A patient that has progressed according to RECIST criteria could still benefit from immunotherapy, but at what point do physicians draw the line between delayed response and prolongation of treatment that is not working. In other words, waiting for a response from immunotherapies could delay the transition to other lines of therapy and could minimize the effects of other supportive medications, such as steroids.

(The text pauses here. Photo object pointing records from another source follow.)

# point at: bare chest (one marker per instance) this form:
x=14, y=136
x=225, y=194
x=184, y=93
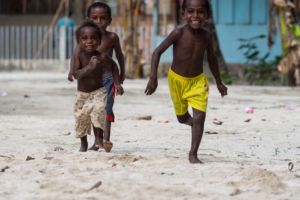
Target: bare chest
x=107, y=45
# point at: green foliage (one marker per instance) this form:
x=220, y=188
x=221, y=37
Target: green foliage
x=260, y=70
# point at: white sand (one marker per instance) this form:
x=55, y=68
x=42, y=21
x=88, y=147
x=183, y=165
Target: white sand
x=245, y=160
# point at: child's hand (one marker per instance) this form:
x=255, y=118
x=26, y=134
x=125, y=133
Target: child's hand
x=122, y=78
x=94, y=62
x=119, y=89
x=222, y=89
x=151, y=86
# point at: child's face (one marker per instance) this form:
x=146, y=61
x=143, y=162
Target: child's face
x=100, y=17
x=195, y=13
x=88, y=39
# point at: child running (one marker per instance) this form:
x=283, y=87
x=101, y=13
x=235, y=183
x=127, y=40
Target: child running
x=187, y=83
x=91, y=96
x=100, y=13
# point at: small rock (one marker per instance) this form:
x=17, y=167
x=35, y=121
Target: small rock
x=147, y=117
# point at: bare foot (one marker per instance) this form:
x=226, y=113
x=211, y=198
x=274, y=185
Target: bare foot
x=107, y=145
x=84, y=144
x=194, y=159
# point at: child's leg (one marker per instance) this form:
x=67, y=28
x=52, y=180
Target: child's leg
x=185, y=119
x=107, y=131
x=98, y=143
x=197, y=132
x=84, y=144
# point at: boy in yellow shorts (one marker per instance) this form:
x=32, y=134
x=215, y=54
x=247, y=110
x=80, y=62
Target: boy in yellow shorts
x=187, y=82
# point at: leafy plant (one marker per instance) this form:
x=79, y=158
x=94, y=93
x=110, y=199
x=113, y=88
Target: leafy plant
x=260, y=70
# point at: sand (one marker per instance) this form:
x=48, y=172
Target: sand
x=246, y=156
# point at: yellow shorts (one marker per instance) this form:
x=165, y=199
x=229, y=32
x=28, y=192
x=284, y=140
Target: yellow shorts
x=188, y=92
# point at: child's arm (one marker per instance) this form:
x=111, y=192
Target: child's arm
x=120, y=58
x=214, y=67
x=88, y=69
x=74, y=59
x=170, y=40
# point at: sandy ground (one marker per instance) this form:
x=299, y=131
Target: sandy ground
x=247, y=157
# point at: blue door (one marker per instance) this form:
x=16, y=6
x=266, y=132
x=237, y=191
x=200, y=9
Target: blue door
x=236, y=19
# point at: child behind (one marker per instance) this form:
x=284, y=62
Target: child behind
x=91, y=97
x=187, y=82
x=100, y=13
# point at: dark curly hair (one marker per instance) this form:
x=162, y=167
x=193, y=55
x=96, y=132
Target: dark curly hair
x=98, y=4
x=204, y=2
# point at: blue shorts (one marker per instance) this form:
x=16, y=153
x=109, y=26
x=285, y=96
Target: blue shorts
x=108, y=83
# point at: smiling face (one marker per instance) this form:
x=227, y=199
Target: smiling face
x=88, y=39
x=100, y=16
x=195, y=13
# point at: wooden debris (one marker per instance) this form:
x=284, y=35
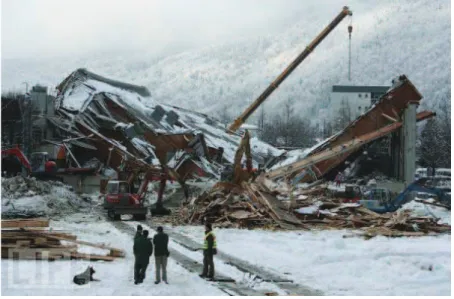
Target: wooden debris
x=256, y=206
x=36, y=222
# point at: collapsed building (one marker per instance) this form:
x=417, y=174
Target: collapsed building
x=106, y=124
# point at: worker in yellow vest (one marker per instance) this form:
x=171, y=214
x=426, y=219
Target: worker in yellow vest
x=209, y=250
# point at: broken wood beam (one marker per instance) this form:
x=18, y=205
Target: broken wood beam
x=34, y=222
x=91, y=257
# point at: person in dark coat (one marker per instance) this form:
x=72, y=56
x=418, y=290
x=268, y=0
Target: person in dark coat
x=209, y=250
x=143, y=249
x=161, y=253
x=85, y=277
x=138, y=232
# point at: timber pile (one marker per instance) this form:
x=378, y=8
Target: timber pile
x=254, y=205
x=353, y=216
x=31, y=239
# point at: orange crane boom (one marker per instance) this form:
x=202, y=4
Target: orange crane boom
x=274, y=85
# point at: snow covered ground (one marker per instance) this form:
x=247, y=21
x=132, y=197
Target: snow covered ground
x=41, y=278
x=322, y=260
x=345, y=266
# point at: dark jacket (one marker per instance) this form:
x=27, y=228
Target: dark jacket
x=210, y=250
x=138, y=234
x=143, y=249
x=160, y=241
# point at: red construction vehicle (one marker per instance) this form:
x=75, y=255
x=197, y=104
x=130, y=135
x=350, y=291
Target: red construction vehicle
x=14, y=161
x=121, y=200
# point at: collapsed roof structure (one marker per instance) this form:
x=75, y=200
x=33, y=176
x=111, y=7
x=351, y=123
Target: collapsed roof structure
x=128, y=127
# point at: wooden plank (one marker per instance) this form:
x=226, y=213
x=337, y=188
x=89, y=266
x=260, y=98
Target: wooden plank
x=92, y=257
x=23, y=243
x=101, y=246
x=30, y=234
x=34, y=253
x=34, y=222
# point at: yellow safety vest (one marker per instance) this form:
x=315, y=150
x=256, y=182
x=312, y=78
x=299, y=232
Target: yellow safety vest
x=205, y=243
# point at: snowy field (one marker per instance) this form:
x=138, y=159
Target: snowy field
x=323, y=260
x=345, y=266
x=41, y=278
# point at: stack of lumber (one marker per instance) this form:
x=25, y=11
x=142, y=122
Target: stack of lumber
x=32, y=239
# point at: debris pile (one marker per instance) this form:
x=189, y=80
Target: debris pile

If patients with metastatic cancer now have a chance at a durable response, it makes sense to try immunotherapies, but it is necessary to have clear criteria for judging efficacy in a timely manner to ensure that patients do not miss out on other courses of treatment. Clinicians also need to think about health resources. Immuno-oncology often involves significant expense, thus making it important to identify as quickly as possible that the drug is not having the intended effect.
Clinicians looking for guidance in answering these questions have few resources in the literature currently available. Some researchers have begun to retroactively audit studies published in recent years to identify predictors of response to provide a better guide for clinicians. Moving forward, however, it is important that researchers focus on providing better information for judging drug efficacy in patients.